Es cierto que no siempre pueda evitar el dictamen o el juicio moral. Y a veces, para mi gusto se vuelve un poco, un poquito, sentimental. Pero está bien, yo no le pido que sea un pensador asceta sino que escriba y piense libremente. Y eso nunca deja de hacerlo. Como cuando presentaba un libro en una coqueta librería de San Isidro y dejó a todo el mundo boquiabierto declarando su escasa simpatía por Castro y por el Che. Parece que los progres chetos (combinación menos rara de lo que se cree) se lo querían comer crudo.
De pronto se describe como un resentido y uno siente que ahí hay como una especie de impostura, una finta que el escritor dedica a sus lectores con el fin de descolocarlos, de tomarlos desprevenidos.
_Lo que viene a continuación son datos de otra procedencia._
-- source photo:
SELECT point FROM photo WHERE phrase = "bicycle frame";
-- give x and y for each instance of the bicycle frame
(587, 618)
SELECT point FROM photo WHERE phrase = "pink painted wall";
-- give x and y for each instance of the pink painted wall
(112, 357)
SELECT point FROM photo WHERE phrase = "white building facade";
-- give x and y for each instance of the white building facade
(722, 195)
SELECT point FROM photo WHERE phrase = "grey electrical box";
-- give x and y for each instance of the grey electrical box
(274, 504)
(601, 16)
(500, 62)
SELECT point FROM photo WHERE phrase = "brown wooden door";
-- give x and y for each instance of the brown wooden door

Caparrós recorre el primer período presidencial de Menem como un hombre en guerra: su prosa siempre elegante, incluso refinada, se ve sacudida por risas rabiosas, como si la ironía habitual ya no tuviera fuerza suficiente y debiera dejar en su lugar un desgarro, un grito en carne viva.
Pero lo mejor de todo es cuando escribe casi como al descuido, como si las palabras brotaran de una verdadera máquina de escribir, un prodigio alimentado por una especie de spleen, de beligerancia aristocrática contra el mundo y su esencial fealdad. Martín es un bon vivant que escribe. En el fondo, su lucha personal, encarnizada, se da en el terreno de la estética, con sus múltiples políticas y sus poéticas en pugna.